The production of AI models through training can be viewed as a kind of factory production. We have to standardize the production process in order to optimally use the available resources. Therefore, we apply a time-box approach to training where each iteration has a fixed time window in which to train. The fact that our models are small works to our advantage, as the number of samples we need to train the model is also quite small, around 2000-3000 data points (that’s less than an hour’s worth of data on a 1Hz sampling rate). Plateau detection is a further measure to drive down the training time, culminating in a speedy 3-4 minutes worth of training per signal (a single time series) on a GPU (typically NVIDIA’s T4s and A10s). On a CPU this would take significantly longer, in the range of 20 minutes while taking up 8 cores of a 3.2 GHz Xeon CPU. When we consider that it is possible to run over 10 simultaneous training sessions on a T4, we start to realize just how much efficiency a GPU-based infrastructure brings to the table. Training 5,000 signals for 5 minutes at a time requires 50 GPU hours vs. 208 CPU hours (we are assuming 64 core Xeons). If we distribute the load we end up with a turnaround time of 10 hours per model generation using 5 T4 GPUs or less than 4 hours when using 5 A10 GPUs (A10 has more memory and almost 4x the Cuda cores which allows for running more processes simultaneously). The resulting models are transferred to the inference servers which evaluate incoming sensor data looking for anomalies either in the cloud or on the edge and can be performed up to 100x more efficiently on GPUs than on CPUs

How deep learning model management with GPUs makes industrial automation AI real

Utilizing this unique model training paradigm, we are further expanding the capabilities of Edge AI like never before. According to Gartner, Edge AI refers to the use of AI techniques embedded inside physical operations such as IoT. The adoption of Edge AI is the greatest in manufacturing use cases. Ultra-efficient GPUs at the edge are unlocking use cases which would have seemed impossible just a few years ago. Applying a machine learning model on thousands of sensor signals, which would be the scale of an industrial plant or a modern naval vessel, would have required considerable amounts of processing machinery consuming a lot of power, space, and cooling. GPU inference speeds are easily 3-5x above the most advanced CPUs for models like ours, and for larger models, this advantage only increases. Nowadays, a small box like an NVIDIA Jetson or Xavier can process 100s, if not thousands of signals in a form factor no bigger than a pint while consuming less than 50W of power. This enables an automated anomaly detection system right on the factory floor, and would reduce the amount of cloud processing required to run advanced root cause analyses or simply to archive the processed signals.

Application

The progress we’ve been experiencing in the realm of GPU technology has gotten us to the point where we no longer need to invest in acquiring and maintaining a vast computing infrastructure in order to benefit from AI in manufacturing. It is now possible to use off-the-shelf GPUs for training and inference and almost immediately start spotting anomalies and predicting conditions in a manufacturing process. The incremental learning and the unsupervised nature of learning anomaly detection eliminates the need for upfront labeling and modeling. This anomaly detection can start acting as a kind of “Spidey-Sense” for a factory, detecting changes in the physical configuration of the factory by monitoring discrepancies between the observed behavior and the expected behavior of the digital twin.

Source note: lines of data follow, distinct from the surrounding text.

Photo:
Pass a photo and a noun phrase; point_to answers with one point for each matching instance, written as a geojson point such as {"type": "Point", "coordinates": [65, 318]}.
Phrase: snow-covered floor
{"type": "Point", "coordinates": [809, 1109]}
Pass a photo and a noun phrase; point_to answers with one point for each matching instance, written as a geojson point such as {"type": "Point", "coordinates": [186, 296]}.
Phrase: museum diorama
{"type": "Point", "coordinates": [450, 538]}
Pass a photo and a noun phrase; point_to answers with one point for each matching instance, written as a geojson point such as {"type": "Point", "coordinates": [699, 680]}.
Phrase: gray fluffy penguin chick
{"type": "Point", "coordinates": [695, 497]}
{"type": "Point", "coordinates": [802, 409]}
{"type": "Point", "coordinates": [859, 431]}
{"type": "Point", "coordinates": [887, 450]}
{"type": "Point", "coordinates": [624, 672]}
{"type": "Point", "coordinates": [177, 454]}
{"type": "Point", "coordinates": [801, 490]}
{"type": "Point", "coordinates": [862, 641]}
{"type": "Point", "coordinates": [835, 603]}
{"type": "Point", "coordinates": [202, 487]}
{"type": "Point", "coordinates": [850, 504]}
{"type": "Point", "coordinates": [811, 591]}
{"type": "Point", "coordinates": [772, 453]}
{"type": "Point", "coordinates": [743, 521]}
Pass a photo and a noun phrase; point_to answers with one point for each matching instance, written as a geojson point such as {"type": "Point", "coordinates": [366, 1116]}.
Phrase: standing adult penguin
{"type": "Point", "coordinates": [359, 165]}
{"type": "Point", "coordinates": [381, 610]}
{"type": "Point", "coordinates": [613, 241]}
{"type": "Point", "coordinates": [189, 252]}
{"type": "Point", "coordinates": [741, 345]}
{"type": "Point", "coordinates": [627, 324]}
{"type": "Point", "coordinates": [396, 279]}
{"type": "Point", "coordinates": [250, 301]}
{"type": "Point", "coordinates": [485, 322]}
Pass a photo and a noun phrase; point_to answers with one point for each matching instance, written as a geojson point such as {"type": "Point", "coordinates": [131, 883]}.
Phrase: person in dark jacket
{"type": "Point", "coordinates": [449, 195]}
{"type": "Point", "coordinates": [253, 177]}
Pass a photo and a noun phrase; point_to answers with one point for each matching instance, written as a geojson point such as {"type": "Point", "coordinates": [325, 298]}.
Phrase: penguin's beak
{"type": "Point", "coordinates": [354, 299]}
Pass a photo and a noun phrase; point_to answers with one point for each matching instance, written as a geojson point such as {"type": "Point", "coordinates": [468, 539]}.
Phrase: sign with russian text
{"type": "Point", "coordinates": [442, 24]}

While DALL-E has over 10 billion parameters and GPT-3 well above 100 billion, we can model the behavior of a vibration sensor on a motor with less than a hundred thousand parameters. The difference in scale is similar to that of a mammal brain and the brain of a fruit fly. While an anomaly detection model like ours won’t be able to write an essay or paint a picture, it might be able to act as a sort of digital amygdala that can detect and signal danger or stress in different parts of the machinery. That is exactly the information a worker on the factory floor needs.